Agreed, lime water, either Rose's or Lytle & Co.'s (Toronto) -- can't recall which had the vine and leaf pattern.


----------



## marting11 (May 5, 2014)

Thanks for your replies.



			
				botlguy said:
			
		

> Looks just like the Rose's Lime juice to me, (from that picture) what's the difference? I know you are Canadian but are you sure those are MAPLE leaves?





			
				mctaggart67 said:
			
		

> Agreed, lime water, either Rose's or Lytle & Co.'s (Toronto) -- can't recall which had the vine and leaf pattern.



Actually, it's hard to tell if they are maple or vine leaves. But I didn't even think of vine leaves in the first place so thanks for pointing me in that direction. The shape of the bottle does look like a lime juice bottle but I didn't find this exact one on Google.
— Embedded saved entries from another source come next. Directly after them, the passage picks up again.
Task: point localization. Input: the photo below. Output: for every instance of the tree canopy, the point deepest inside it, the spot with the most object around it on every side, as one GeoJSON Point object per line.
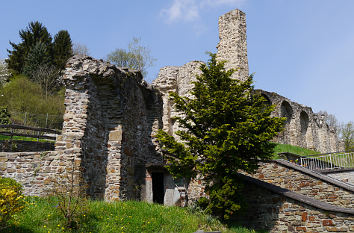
{"type": "Point", "coordinates": [227, 126]}
{"type": "Point", "coordinates": [136, 57]}
{"type": "Point", "coordinates": [347, 136]}
{"type": "Point", "coordinates": [37, 48]}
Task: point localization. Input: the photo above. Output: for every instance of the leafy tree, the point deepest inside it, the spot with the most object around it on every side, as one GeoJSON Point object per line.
{"type": "Point", "coordinates": [22, 95]}
{"type": "Point", "coordinates": [62, 48]}
{"type": "Point", "coordinates": [4, 73]}
{"type": "Point", "coordinates": [347, 132]}
{"type": "Point", "coordinates": [227, 127]}
{"type": "Point", "coordinates": [35, 32]}
{"type": "Point", "coordinates": [4, 116]}
{"type": "Point", "coordinates": [80, 49]}
{"type": "Point", "coordinates": [48, 77]}
{"type": "Point", "coordinates": [136, 57]}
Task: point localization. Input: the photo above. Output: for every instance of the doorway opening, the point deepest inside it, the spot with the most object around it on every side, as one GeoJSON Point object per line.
{"type": "Point", "coordinates": [158, 190]}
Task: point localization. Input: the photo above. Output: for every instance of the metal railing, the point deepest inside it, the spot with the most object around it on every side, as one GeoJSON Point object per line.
{"type": "Point", "coordinates": [331, 161]}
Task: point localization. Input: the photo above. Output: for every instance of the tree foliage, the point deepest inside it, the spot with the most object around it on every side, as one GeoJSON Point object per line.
{"type": "Point", "coordinates": [4, 73]}
{"type": "Point", "coordinates": [62, 48]}
{"type": "Point", "coordinates": [11, 200]}
{"type": "Point", "coordinates": [227, 127]}
{"type": "Point", "coordinates": [347, 133]}
{"type": "Point", "coordinates": [37, 51]}
{"type": "Point", "coordinates": [34, 33]}
{"type": "Point", "coordinates": [22, 95]}
{"type": "Point", "coordinates": [136, 57]}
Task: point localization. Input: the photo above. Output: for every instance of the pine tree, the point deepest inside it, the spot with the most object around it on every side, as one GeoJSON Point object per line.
{"type": "Point", "coordinates": [62, 49]}
{"type": "Point", "coordinates": [38, 56]}
{"type": "Point", "coordinates": [227, 127]}
{"type": "Point", "coordinates": [35, 32]}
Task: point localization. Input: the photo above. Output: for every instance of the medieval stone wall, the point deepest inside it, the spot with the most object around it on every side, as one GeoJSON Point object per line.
{"type": "Point", "coordinates": [303, 127]}
{"type": "Point", "coordinates": [179, 80]}
{"type": "Point", "coordinates": [232, 46]}
{"type": "Point", "coordinates": [273, 209]}
{"type": "Point", "coordinates": [109, 121]}
{"type": "Point", "coordinates": [304, 181]}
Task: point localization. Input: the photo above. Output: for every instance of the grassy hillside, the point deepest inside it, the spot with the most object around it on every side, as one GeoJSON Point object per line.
{"type": "Point", "coordinates": [42, 216]}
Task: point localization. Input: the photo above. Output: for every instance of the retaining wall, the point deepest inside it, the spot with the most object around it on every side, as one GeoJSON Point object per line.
{"type": "Point", "coordinates": [279, 210]}
{"type": "Point", "coordinates": [304, 181]}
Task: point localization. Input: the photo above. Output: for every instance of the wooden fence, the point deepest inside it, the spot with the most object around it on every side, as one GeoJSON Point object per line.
{"type": "Point", "coordinates": [26, 131]}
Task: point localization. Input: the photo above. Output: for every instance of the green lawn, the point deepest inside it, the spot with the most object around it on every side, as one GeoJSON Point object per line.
{"type": "Point", "coordinates": [42, 216]}
{"type": "Point", "coordinates": [20, 138]}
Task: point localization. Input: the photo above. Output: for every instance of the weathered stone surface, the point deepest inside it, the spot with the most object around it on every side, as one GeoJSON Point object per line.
{"type": "Point", "coordinates": [232, 46]}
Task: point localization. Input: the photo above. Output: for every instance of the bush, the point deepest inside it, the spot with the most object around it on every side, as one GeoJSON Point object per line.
{"type": "Point", "coordinates": [21, 95]}
{"type": "Point", "coordinates": [4, 116]}
{"type": "Point", "coordinates": [11, 200]}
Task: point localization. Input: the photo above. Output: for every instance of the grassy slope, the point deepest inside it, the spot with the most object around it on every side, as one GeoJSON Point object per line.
{"type": "Point", "coordinates": [41, 216]}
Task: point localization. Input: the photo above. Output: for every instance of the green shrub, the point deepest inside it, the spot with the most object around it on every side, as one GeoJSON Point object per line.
{"type": "Point", "coordinates": [21, 96]}
{"type": "Point", "coordinates": [11, 200]}
{"type": "Point", "coordinates": [4, 116]}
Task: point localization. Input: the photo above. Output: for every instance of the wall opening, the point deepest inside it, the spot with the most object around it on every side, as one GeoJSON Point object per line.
{"type": "Point", "coordinates": [286, 111]}
{"type": "Point", "coordinates": [267, 100]}
{"type": "Point", "coordinates": [304, 122]}
{"type": "Point", "coordinates": [158, 190]}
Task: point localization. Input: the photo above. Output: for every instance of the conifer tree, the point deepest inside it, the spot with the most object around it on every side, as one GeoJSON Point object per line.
{"type": "Point", "coordinates": [62, 48]}
{"type": "Point", "coordinates": [227, 127]}
{"type": "Point", "coordinates": [35, 32]}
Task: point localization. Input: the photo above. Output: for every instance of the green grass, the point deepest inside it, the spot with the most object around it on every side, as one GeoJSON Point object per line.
{"type": "Point", "coordinates": [292, 149]}
{"type": "Point", "coordinates": [20, 138]}
{"type": "Point", "coordinates": [42, 216]}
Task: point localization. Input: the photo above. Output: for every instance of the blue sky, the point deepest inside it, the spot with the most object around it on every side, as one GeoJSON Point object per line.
{"type": "Point", "coordinates": [301, 49]}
I didn't find pictures of the Lytle & Co one though, so that could be it. 
Here are a couple close-up pictures.


----------



## botlguy (May 5, 2014)

With you being a Canuck (certainly no offense meant, I love Canadians except those who whip the tar out of my Pee Wee hockey Grandson  []) I would think you know what a Maple Leaf looks like. (Or maybe this Yank is sorely mistaken.) That leaf has 5 sections / points. Doesn't a Maple Leaf have only 3? I'm still pretty certain it is a Lime Juice bottle. Now I'm curious. Really, I'm not trying to be a Smart A**


----------



## marting11 (May 5, 2014)

Maple leaves do have 5 points. Here's a sugar maple leaf






In comparison, some vine leaves :





Both these leaves have a similar structure and the embossed pattern is probably not entirely accurate so honestly, it's hard to tell. The difference I can see is that on the embossed leaves, the lower 2 points are more pronounced and that would correspond to the maple leaf more than the vine leaf.
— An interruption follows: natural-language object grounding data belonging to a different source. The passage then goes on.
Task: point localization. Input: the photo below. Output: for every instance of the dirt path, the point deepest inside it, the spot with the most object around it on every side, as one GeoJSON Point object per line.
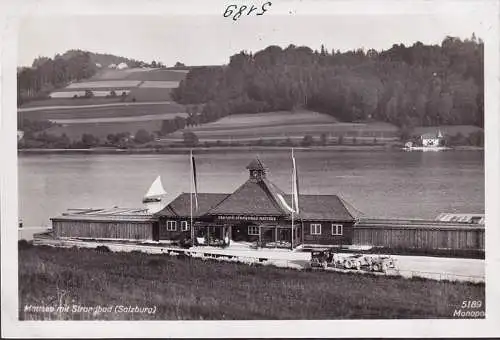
{"type": "Point", "coordinates": [437, 268]}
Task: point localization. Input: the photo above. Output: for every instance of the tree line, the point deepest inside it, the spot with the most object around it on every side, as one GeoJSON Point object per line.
{"type": "Point", "coordinates": [419, 85]}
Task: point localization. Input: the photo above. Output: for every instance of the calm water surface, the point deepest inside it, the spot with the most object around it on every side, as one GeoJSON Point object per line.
{"type": "Point", "coordinates": [381, 184]}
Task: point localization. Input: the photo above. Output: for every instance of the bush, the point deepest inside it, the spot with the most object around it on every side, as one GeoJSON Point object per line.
{"type": "Point", "coordinates": [142, 137]}
{"type": "Point", "coordinates": [308, 140]}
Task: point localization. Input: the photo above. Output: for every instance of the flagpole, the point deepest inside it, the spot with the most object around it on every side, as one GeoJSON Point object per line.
{"type": "Point", "coordinates": [191, 194]}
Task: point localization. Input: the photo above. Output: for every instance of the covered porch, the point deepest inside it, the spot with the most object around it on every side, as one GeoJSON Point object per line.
{"type": "Point", "coordinates": [260, 235]}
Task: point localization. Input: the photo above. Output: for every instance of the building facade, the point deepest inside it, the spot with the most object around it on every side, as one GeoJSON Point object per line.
{"type": "Point", "coordinates": [258, 214]}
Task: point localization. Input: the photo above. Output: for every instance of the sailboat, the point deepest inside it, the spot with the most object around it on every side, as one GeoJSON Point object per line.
{"type": "Point", "coordinates": [155, 192]}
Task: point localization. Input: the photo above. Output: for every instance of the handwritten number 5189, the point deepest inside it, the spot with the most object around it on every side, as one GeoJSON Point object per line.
{"type": "Point", "coordinates": [235, 12]}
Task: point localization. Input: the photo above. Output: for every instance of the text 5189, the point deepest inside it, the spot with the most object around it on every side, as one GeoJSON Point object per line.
{"type": "Point", "coordinates": [235, 11]}
{"type": "Point", "coordinates": [471, 304]}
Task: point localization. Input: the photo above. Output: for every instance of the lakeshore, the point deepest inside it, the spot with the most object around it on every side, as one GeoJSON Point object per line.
{"type": "Point", "coordinates": [223, 149]}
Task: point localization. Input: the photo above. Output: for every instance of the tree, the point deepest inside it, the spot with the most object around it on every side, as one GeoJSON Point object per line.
{"type": "Point", "coordinates": [190, 138]}
{"type": "Point", "coordinates": [142, 136]}
{"type": "Point", "coordinates": [324, 139]}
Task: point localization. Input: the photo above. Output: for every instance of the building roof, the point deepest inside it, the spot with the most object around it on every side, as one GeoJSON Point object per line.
{"type": "Point", "coordinates": [461, 218]}
{"type": "Point", "coordinates": [256, 164]}
{"type": "Point", "coordinates": [111, 214]}
{"type": "Point", "coordinates": [432, 135]}
{"type": "Point", "coordinates": [252, 198]}
{"type": "Point", "coordinates": [181, 206]}
{"type": "Point", "coordinates": [326, 207]}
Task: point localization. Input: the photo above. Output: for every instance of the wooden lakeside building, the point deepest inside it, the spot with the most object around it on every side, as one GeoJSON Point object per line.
{"type": "Point", "coordinates": [258, 213]}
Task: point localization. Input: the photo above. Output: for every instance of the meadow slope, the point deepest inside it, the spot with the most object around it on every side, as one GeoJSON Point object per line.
{"type": "Point", "coordinates": [193, 289]}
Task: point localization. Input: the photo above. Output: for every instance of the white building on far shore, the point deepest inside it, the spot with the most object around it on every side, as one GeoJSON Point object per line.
{"type": "Point", "coordinates": [431, 139]}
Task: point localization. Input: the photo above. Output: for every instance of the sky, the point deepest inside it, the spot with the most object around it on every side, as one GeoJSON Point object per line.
{"type": "Point", "coordinates": [211, 39]}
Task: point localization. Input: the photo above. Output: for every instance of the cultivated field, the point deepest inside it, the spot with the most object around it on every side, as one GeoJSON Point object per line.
{"type": "Point", "coordinates": [103, 129]}
{"type": "Point", "coordinates": [450, 130]}
{"type": "Point", "coordinates": [105, 111]}
{"type": "Point", "coordinates": [283, 125]}
{"type": "Point", "coordinates": [140, 74]}
{"type": "Point", "coordinates": [104, 84]}
{"type": "Point", "coordinates": [140, 85]}
{"type": "Point", "coordinates": [195, 289]}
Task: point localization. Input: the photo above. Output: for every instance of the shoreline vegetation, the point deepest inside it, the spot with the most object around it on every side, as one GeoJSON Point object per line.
{"type": "Point", "coordinates": [192, 289]}
{"type": "Point", "coordinates": [216, 149]}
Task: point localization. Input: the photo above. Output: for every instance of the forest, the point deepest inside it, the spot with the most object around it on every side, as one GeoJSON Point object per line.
{"type": "Point", "coordinates": [47, 74]}
{"type": "Point", "coordinates": [419, 85]}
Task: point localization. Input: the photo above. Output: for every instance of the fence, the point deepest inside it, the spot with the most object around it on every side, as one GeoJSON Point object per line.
{"type": "Point", "coordinates": [419, 234]}
{"type": "Point", "coordinates": [251, 260]}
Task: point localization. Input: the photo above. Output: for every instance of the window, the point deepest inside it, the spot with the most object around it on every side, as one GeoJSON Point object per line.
{"type": "Point", "coordinates": [337, 229]}
{"type": "Point", "coordinates": [172, 225]}
{"type": "Point", "coordinates": [315, 229]}
{"type": "Point", "coordinates": [253, 230]}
But yeah, it looks like a lime juice bottle.


----------



## botlguy (May 5, 2014)

Mea Culpa! My bad! Like I said, (I think), What do I know? I was going from memory which at 75 is failing fast. I think I'll keep my fingers quiet.


----------



## botlguy (May 5, 2014)

Mea Culpa! My bad! Like I said, (I think), What do I know? I was going from memory which at 75 is failing fast. I think I'll keep my fingers quiet.


----------



## cowseatmaize (May 6, 2014)

I was thinking grape vines myself and a wine bottle.


----------



## mctaggart67 (May 6, 2014)

Some Canadian maple leaves have zero points, most especially when it counts, like my Toronto Maple Leafs, who went from challenging the Bruins for tops in their division to dropping out of play-off contention in three quick weeks.


----------



## 143Tallboy (May 6, 2014)

I'm not sure what these bottles were used for either but I can confirm I've dug at least one complete example and several broken ones in dumps in Central/Eastern Ontario.


----------



## mctaggart67 (May 6, 2014)

T.A. Lytle, Toronto -- confirmed via this eBay listing:http://www.ebay.ca/itm/271479330818?ssPageName=STRK:MEWAX:IT&_trksid=p3984.m1423.l2649


----------



## botlguy (May 6, 2014)

mctaggart67 said:
			
		

> T.A. Lytle, Toronto -- confirmed via this eBay listing:http://www.ebay.ca/itm/271479330818?ssPageName=STRK:MEWAX:IT&_trksid=p3984.m1423.l2649


Gosh, I knew you Canucks spelled funny, as in Colour vs. Color, but this must be like the old Ebonics of the USA a number of years back. [8D][][] Kidding of course. From that eBay listing.For bidding is light purple glass botle (soda?) mark "T.A.LYTLE Co.Ltd - TORONTO".The botle is 12,5 inchs  tall and comming with maple leafs decoration- no scratch, no cracks.The color of botle is light,light ourple What colour is ourple?


----------



## cowseatmaize (May 7, 2014)

Oh, the pickle packers. May be ketchup, wine, juice, syrup or any number of food stuffs. I doubt pickle were in it though.


----------



## 143Tallboy (May 7, 2014)

Apparently they made a "Canada Brand" ketchup, this would be a good bottle for it with the maple leaves. I guess we will need to see a labelled version to verify. They also made a Lime Juice cordial and raspberry vinegar, could have been one of these too.
The shape of the bottle reminds me of the Rose's Lime Cordial


----------